Until now, I have done my best to avoid entering the debate about Ang Lee's newest film Brokeback Mountain.  However, the announcement of the Academy Awards nominees last Tuesday, including seven nominations for this film, has brought it to the front of my consciousness.  I decided it was time to brave the controversy and see for myself what all the fuss was about.

Based on the commentary I had heard, I expected Brokeback Mountain to be a film of exceptional artistic value shadowed by seriously troubling moral content.  It seemed to present the perfect opportunity to examine how aesthetics and ethics both play a part in determining the worth of any given film.  Unfortunately, Brokeback Mountain did not lend itself to this discussion as I had anticipated.

To be quite honest, I am still unsure exactly what everyone sees in this film.  Ang Lee is clearly a skilled director, and Rodrigo Prieto's cinematography portrays Canada's landscape brilliantly (although the story is set in Wyoming).  However, I am not convinced that the artistry of this film alone is enough to draw so much attention from the secular press.

Evidently, the film's popularity lies solely in its unashamed portrayal of a sexual relationship between two cowboys, which to so many is a victory worthy of a Best Picture nomination regardless of artistic achievement.  I am hesitant to assume that critics are praising Brokeback Mountain because they welcome its moral agenda, but I see nothing in it so extraordinary as to otherwise merit the acclaim it has received.

The story opens with Ennis Del Mar (Heath Ledger) and Jack Twist (Jake Gyllenhaal) seeking employment herding sheep for a summer in Wyoming.  The two share few words as they begin working together, but one cold night finds them sharing a tent on an isolated mountain.  Amidst the confusion of drunkenness, lust and anger, their sexual relationship begins that night and motivates their actions throughout the remainder of the film.

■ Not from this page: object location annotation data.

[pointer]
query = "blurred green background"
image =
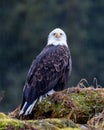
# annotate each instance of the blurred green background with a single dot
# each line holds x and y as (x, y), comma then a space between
(24, 27)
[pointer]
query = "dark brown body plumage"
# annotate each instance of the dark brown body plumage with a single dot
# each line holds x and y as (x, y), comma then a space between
(50, 70)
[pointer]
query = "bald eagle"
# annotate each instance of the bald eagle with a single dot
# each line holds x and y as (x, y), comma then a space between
(49, 71)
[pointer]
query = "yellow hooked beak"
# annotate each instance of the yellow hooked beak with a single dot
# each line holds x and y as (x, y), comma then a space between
(57, 35)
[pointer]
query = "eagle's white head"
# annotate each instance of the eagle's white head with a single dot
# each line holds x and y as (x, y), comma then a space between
(57, 37)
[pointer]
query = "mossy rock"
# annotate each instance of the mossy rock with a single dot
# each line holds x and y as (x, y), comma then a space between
(7, 123)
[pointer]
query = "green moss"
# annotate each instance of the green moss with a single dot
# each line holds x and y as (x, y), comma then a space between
(7, 123)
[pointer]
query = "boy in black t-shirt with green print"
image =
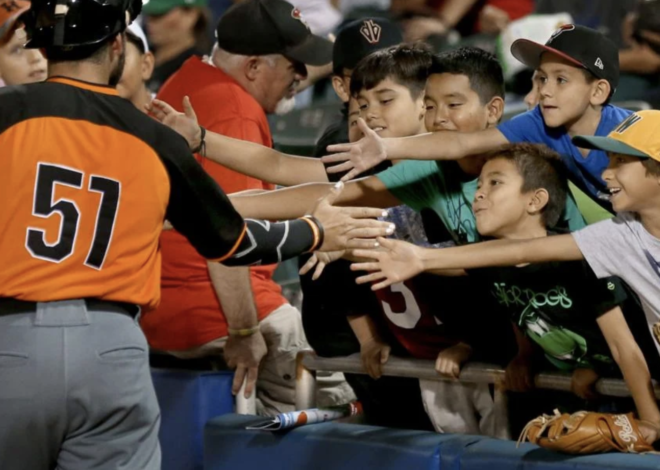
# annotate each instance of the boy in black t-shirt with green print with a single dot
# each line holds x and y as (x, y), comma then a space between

When their employment comes to an end, Ennis and Jack part, eventually marrying women and settling in Wyoming and Texas respectively.  Four years later, they reconnect and begin a secretive relationship that consists of several excursions per year to Brokeback Mountain disguised as fishing trips.  The film tracks this relationship over twenty years as it wreaks havoc in their lives and marriages.

The moral issues this film presents are so obvious and so widely discussed that I hardly need to mention them here.  I will say that the majority of the troubling content is thematic and not visual.  While I cannot recommend seeing this film, I must insist that anyone who intends to do so be warned there is one fairly graphic scene of homosexual relations and a few scenes of heterosexual sex, including partial female nudity.

What did strike me profoundly about Brokeback Mountain was the overwhelming emptiness that resulted from Ennis's and Jack's pursuit of carnal desire.  Certainly, the film's message is that this emptiness would vanish if society accepted their love so they could live together.  Approached from a Catholic perspective, however, it is seeking physical pleasure apart from fruitful, self-giving love that leaves them miserable and unfulfilled.  Ironically, Jack calls their relationship simply “an unsatisfying situation.”  The truth in this statement is that sensuality can never be satisfying on its own, and Brokeback Mountain is a painful portrait of the consequences of this hedonistic mentality. 

There are many positive things I could say about Brokeback Mountain: the score is beautifully simple, the cinematography echoes the story's tone impeccably, and Heath Ledger's performance is more subtle and complex than any I've seen in some time.  Despite these admirable elements, the film as a whole does not live up to its reputation.  For the purposes of this column, I'll continue to search for a more interesting film to contemplate the relationship between morality and aesthetics in the cinema.